Another troubling trend has emerged in the midst of the student debt crisis in America. Student loan delinquency hit record highs in consecutive quarters to finish out 2018. In the third quarter, delinquencies hit $166.3 billion, only to be topped by the final quarter of the year which saw delinquency rise to $166.4 billion.
Loans that go unpaid for at least 90 days are considered to be in “serious delinquency.” The $166.4 billion in delinquent loans at the end of 2018 represented about 11% of all student loan debt.
What’s going on?
A recent report by the Federal Reserve Bank of St. Louis asked the question of “Is College Still Worth It?” The answer was not definitive. In terms of income, college graduates still earn more than non-college graduates. In terms of wealth accumulation, however, college graduates are not doing significantly better than non-college graduates.
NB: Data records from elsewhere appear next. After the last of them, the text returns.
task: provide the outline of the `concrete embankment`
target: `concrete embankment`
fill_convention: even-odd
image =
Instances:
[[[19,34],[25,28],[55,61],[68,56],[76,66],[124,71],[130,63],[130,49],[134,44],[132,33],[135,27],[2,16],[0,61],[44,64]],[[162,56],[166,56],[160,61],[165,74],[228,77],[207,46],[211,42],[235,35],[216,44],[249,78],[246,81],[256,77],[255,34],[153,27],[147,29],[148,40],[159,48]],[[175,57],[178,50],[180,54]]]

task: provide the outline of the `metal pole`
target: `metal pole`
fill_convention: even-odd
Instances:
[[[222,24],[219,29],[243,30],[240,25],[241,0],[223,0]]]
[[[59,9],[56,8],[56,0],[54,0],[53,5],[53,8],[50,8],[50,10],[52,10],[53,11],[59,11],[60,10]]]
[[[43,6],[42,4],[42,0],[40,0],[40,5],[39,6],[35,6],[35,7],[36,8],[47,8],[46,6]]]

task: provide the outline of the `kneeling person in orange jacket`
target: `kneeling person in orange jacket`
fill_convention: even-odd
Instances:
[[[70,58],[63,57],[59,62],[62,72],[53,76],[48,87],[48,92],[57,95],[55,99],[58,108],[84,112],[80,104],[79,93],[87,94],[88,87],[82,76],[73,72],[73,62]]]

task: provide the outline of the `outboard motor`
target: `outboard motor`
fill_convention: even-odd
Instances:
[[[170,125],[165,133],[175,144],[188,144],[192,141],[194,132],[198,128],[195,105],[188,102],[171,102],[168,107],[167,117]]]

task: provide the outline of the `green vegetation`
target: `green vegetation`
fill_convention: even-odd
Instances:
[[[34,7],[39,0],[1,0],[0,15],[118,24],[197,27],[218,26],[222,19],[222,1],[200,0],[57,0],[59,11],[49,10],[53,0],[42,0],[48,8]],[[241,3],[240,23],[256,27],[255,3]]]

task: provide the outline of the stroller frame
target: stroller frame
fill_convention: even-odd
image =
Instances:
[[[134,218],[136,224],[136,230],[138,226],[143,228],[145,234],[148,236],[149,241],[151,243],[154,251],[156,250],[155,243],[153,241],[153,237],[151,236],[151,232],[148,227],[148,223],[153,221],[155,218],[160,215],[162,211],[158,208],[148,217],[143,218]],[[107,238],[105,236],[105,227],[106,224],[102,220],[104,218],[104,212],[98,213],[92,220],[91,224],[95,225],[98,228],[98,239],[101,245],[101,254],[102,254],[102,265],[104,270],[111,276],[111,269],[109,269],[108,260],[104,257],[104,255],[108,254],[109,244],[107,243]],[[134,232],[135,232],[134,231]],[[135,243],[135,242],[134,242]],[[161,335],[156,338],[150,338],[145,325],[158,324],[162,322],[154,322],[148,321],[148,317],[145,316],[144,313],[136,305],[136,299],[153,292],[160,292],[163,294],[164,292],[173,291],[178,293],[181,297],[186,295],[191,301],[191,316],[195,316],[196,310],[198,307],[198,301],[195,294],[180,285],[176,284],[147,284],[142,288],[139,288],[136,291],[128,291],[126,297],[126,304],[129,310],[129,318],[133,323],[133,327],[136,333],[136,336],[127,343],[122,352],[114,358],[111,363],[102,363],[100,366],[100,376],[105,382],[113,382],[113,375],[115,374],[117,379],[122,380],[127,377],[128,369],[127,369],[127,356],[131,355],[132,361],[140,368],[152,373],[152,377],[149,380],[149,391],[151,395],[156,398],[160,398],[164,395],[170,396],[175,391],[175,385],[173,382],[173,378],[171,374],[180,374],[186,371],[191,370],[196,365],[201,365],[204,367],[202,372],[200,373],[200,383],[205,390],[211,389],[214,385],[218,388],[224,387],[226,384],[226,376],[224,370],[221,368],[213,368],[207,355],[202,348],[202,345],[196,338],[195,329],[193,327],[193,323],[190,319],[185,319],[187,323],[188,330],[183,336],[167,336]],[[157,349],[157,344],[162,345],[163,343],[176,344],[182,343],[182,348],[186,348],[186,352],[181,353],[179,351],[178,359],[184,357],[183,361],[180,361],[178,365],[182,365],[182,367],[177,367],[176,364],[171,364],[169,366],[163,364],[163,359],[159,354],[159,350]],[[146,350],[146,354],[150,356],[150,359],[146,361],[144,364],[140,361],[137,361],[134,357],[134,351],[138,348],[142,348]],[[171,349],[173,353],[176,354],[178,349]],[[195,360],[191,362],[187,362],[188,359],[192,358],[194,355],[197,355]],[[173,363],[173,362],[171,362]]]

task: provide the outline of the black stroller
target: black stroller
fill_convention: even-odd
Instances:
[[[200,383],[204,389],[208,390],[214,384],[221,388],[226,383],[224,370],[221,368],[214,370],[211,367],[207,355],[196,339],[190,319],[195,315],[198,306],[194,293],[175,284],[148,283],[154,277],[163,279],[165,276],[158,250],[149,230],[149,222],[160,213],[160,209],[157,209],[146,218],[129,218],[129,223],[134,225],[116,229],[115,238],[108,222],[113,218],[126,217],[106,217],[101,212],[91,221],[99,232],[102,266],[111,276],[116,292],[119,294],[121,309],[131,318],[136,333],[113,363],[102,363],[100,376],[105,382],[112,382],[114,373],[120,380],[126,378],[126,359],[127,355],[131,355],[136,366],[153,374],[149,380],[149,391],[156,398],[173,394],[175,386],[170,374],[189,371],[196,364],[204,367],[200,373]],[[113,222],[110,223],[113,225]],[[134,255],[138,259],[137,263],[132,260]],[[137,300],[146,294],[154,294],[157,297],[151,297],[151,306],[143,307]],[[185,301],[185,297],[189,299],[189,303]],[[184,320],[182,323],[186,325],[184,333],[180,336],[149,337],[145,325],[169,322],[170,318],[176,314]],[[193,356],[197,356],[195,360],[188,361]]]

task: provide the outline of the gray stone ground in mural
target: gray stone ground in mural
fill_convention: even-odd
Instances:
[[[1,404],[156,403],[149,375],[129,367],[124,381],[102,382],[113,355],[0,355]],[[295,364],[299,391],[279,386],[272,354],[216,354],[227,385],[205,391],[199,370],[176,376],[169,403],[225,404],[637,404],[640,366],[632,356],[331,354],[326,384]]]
According to the College Board, in-state tuition and fees at public four-year institutions rose at an average rate of 3.1 percent beyond inflation over the last ten years. In the past twenty years, tuition has roughly doubled.
Unemployment rates have dipped below 4% in the U.S., but this has not led to significant wage growth. Now, income levels for graduates are not keeping up with the high cost of tuition. Tight budgets are forcing borrowers to choose between paying for food and housing or making loan payments. It is not hard to see then why many borrowers are letting their loans fall into delinquency.